Une fois informé, mon fils nous surprit en nous disant qu’il était très heureux de cette démarche. Il était comblé et tout à fait d’accord pour épouser cette jeune fille. Pour lui, c’était un rêve qui se concrétisait enfin; l’amour de sa vie, disait-il, allait venir légalement partager sa chambre, ses repas et sa vie quotidienne. Ma fille aussi trouva cette nouvelle formidable. Mon mari, que je croyais être aussi outré que moi, finit par avouer que les parents de cette jeune fille avaient raison de venir nous voir, que leur demande était tout à fait respectable et que ces personnes étaient honnêtes et sincères. Il rajouta que c’était une qualité très rare de nos jours et que, finalement, un mariage même précoce ne le dérangeait pas du tout. Il n’y avait donc que moi qui n’acceptais pas cette effronterie. J’étais contre, d’abord parce que mon fils est trop jeune pour devenir responsable, que cela pouvait nuire à ses études et que c’était moi qui allait en faire les frais, puisque je devrais gérer ma vie avec un couple chez moi. En plus, je trouvais que cette famille avait un sacré culot pour venir demander la main de mon fils. Des traditions, ils s’en moquent, eux, moi pas. On m’obligeait à marier mon fils comme s’il avait été un larron et que ce soit mon foyer qui en paye les frais. J’en ai fait une véritable maladie.
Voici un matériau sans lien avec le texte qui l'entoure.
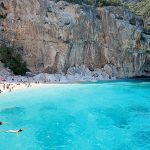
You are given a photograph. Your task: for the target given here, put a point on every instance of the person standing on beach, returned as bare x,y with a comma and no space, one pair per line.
1,123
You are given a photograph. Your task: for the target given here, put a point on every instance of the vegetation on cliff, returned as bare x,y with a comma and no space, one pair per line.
141,8
12,60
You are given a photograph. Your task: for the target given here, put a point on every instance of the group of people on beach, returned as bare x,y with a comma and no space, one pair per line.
10,131
9,87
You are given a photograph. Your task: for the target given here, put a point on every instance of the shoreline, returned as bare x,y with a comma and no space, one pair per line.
7,86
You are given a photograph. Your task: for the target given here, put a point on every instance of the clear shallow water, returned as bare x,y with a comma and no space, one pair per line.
99,116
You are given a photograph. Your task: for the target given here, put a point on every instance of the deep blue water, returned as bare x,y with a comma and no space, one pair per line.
98,116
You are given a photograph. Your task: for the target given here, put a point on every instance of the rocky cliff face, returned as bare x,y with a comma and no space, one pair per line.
53,37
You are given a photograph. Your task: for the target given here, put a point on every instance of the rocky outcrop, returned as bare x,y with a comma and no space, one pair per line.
57,37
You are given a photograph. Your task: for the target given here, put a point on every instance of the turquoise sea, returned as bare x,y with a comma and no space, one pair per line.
96,116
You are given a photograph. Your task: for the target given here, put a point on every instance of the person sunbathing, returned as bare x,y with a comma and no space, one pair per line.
13,131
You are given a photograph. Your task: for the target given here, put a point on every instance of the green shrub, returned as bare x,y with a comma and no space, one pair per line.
12,60
146,30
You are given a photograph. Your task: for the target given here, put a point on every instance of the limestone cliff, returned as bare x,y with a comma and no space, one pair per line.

Je me surprenais même à parler toute seule. Mon mari avait essayé de me réconforter et de me convaincre pour que je prenne les choses du bon côté. Selon lui, nous devions nous soumettre à la volonté de Dieu. Il me disait que nous devions accepter cette fille et la traiter comme la nôtre. Parce que nous devions nous mettre à la place de ces gens. Qu’aurions nous fait, nous, si un jeune garçon s’était entiché de notre fille en nous mettant dans l’embarras et nous narguant? Nous n’aurions jamais pu être aussi raisonnables que ce couple. Il fallait donc changer de mentalité. Il me demanda de mettre mes idées moyenâgeuses de côté et d’accepter de marier notre fils pour son bien. Finalement, tout ce petit monde est resté ligué contre mes volontés.
Aujourd’hui, mon fils a passé avec succès son concours dans une grande école, sa future épouse aussi et en cette fin de semaine, nous nous préparons pour recevoir les adouls pour rédiger leur contrat de mariage. Ils sont heureux de leur réussite et de leur nouveau statut. Moi, je serai belle-mère et j’en ai tellement honte. Je n’ose en parler à personne de la famille, ni à mes amies ou collègues. Je ne suis pas fière, tout cela va me pourrir l’existence. Les prochaines semaines, je serai jetée en pâture aux cancans pervers de tout un chacun».